Пасынков перевернулся ко мне лицом.
– А я, брат, – начал он, и губы его задрожали, – не тебе чета: я до сих пор не разлюбил ее.
– Как! – воскликнул я с невыразимым изумлением, – разве ты любил ее?
– Любил, – медленно проговорил Пасынков и занес обе руки за голову. – Как я ее любил, это известно одному богу. Никому я не говорил об этом, никому в мире, и не хотел никому говорить… да уж так! «На свете мало, говорят, мне остается жить…» Куда ни шло!
Неожиданное признание Пасынкова до того меня удивило, что я решительно не мог ничего сказать и только думал: «Возможно ли? как же я этого не подозревал?»

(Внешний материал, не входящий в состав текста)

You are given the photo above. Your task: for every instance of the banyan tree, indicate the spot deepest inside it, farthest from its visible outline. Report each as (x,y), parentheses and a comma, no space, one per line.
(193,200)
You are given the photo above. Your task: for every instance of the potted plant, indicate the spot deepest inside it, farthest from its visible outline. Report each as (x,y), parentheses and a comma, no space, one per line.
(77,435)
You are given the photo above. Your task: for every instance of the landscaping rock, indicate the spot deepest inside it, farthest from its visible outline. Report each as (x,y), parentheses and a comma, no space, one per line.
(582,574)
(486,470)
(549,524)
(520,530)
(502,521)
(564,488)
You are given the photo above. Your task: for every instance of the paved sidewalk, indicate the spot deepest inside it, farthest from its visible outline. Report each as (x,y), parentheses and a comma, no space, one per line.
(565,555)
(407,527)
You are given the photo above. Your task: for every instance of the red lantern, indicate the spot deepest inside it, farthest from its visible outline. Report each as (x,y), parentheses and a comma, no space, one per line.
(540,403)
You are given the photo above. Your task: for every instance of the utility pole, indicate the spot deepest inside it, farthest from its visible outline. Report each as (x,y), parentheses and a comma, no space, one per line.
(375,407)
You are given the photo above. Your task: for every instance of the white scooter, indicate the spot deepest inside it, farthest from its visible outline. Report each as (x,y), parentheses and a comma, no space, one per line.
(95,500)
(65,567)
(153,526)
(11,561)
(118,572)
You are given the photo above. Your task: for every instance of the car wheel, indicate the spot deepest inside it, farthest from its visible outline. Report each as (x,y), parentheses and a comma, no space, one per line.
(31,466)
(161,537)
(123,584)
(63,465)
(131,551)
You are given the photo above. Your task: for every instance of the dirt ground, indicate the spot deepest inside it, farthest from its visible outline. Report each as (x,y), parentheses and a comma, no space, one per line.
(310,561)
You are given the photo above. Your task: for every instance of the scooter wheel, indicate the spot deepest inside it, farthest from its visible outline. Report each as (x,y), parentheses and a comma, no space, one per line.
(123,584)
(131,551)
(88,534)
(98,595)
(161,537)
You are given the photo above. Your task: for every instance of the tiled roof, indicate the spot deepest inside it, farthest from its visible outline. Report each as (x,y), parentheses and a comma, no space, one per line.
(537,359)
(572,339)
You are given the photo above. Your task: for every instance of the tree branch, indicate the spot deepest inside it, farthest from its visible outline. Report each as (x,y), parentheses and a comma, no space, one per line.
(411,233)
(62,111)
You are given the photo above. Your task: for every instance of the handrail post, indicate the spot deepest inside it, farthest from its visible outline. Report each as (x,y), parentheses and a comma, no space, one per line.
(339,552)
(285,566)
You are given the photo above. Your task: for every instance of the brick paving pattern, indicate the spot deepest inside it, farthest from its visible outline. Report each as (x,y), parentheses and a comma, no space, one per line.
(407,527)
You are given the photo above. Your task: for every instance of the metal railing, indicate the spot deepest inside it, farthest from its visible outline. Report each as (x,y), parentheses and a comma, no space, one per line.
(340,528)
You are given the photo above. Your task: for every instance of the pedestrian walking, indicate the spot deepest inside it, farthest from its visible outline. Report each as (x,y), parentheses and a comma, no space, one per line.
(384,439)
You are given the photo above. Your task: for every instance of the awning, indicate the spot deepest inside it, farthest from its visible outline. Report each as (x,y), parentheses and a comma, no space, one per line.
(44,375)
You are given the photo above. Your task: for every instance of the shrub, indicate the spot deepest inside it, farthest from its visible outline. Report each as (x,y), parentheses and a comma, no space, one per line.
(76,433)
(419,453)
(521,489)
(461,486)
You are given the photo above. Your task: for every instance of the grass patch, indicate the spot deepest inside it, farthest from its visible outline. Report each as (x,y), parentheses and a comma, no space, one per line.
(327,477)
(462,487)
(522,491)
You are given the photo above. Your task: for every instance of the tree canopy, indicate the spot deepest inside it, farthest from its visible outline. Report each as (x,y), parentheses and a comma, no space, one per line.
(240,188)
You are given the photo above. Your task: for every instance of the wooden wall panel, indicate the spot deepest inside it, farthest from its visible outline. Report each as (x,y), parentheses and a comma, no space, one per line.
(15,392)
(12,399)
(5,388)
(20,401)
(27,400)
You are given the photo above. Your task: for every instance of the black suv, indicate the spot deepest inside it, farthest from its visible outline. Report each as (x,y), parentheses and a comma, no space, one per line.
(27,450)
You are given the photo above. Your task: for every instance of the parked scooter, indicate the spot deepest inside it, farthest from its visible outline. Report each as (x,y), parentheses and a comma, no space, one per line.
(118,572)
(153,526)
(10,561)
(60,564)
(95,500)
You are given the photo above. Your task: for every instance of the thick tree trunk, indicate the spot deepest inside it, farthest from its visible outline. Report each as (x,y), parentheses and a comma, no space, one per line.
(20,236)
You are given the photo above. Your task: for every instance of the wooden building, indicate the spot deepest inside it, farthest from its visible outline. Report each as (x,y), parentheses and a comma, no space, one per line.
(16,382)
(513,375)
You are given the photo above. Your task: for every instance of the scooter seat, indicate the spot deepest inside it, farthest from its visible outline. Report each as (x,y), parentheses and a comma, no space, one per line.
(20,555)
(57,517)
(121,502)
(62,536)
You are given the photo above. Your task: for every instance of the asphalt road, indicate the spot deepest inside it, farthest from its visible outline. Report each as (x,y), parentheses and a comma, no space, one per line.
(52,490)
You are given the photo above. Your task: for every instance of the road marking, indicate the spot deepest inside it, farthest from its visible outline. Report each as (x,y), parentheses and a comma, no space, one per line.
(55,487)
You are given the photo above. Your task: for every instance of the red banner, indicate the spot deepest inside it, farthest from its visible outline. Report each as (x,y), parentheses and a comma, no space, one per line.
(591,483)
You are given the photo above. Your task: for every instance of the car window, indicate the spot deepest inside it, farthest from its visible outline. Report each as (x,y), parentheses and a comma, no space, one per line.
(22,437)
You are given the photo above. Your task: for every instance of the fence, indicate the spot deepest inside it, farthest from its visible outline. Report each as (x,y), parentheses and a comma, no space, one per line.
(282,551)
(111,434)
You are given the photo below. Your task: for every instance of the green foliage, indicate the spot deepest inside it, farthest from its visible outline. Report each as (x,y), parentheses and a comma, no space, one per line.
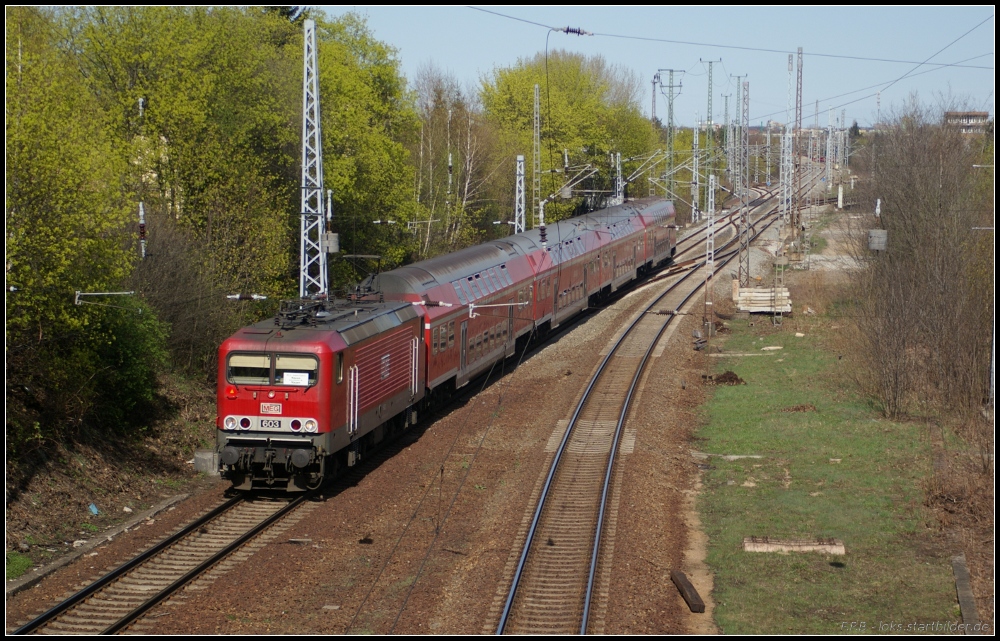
(587,108)
(367,116)
(17,564)
(66,206)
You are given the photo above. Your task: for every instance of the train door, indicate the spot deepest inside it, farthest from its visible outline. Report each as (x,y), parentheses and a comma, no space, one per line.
(464,345)
(510,320)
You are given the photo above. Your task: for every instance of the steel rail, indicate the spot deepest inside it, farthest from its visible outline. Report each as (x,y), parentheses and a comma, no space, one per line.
(559,453)
(123,569)
(204,566)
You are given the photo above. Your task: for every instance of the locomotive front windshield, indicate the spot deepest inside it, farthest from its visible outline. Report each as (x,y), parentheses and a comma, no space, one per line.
(249,369)
(273,369)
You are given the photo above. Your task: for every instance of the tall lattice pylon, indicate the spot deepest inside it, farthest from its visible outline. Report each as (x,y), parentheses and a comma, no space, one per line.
(744,255)
(519,197)
(536,156)
(312,257)
(797,190)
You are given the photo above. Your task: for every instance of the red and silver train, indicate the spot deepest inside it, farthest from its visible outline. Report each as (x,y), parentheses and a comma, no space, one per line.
(309,392)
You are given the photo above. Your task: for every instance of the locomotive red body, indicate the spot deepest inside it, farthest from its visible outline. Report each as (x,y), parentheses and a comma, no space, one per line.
(310,391)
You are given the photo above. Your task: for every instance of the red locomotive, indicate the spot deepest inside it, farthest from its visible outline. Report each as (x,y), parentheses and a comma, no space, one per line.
(306,393)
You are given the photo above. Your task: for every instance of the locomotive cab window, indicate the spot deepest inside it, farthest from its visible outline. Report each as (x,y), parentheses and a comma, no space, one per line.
(249,369)
(295,370)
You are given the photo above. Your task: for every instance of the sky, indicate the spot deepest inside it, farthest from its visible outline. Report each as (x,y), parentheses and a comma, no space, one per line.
(849,53)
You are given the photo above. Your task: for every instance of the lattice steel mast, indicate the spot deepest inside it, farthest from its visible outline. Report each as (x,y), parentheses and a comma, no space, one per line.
(312,257)
(745,192)
(519,197)
(536,158)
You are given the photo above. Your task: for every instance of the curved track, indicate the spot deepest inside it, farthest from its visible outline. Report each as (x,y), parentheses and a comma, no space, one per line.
(551,590)
(118,599)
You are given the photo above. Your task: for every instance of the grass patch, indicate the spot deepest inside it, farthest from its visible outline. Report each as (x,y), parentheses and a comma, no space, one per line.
(17,564)
(795,412)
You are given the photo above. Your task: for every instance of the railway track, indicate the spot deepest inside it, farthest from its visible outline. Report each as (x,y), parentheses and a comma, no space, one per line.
(117,600)
(553,585)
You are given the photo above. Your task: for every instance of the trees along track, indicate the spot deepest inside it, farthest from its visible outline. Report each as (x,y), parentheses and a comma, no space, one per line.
(551,591)
(116,600)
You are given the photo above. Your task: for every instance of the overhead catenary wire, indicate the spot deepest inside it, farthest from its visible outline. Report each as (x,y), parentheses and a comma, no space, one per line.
(737,47)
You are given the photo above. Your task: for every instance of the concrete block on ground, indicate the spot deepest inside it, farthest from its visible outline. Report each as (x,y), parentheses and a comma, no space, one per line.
(206,461)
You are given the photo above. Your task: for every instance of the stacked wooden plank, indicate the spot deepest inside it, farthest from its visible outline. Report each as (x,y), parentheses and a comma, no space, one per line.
(763,300)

– Да, – продолжал он, как бы говоря с самим собою, – я ее любил. Я не перестал ее любить даже тогда, когда узнал, что сердце ее принадлежит Асанову. Но тяжело мне было узнать это! Если б она тебя полюбила, я бы по крайней мере за тебя порадовался; но Асанов… Чем он мог ей понравиться? Его счастье! А изменить своему чувству, разлюбить она уж не могла. Честная душа не меняется…
Я вспомнил посещение Асанова после рокового обеда, вмешательство Пасынкова и невольно всплеснул руками.
– Ты от меня все это узнал, бедняк! – воскликнул я, – и ты же взялся пойти к ней тогда!
– Да, – заговорил опять Пасынков, – это объяснение с ней… я его никогда не забуду. Вот когда я узнал, вот когда я понял, что значит давно мною избранное слово: Resignation. Но все же она осталась моей постоянной мечтой, моим идеалом… А жалок тот, кто живет без идеала!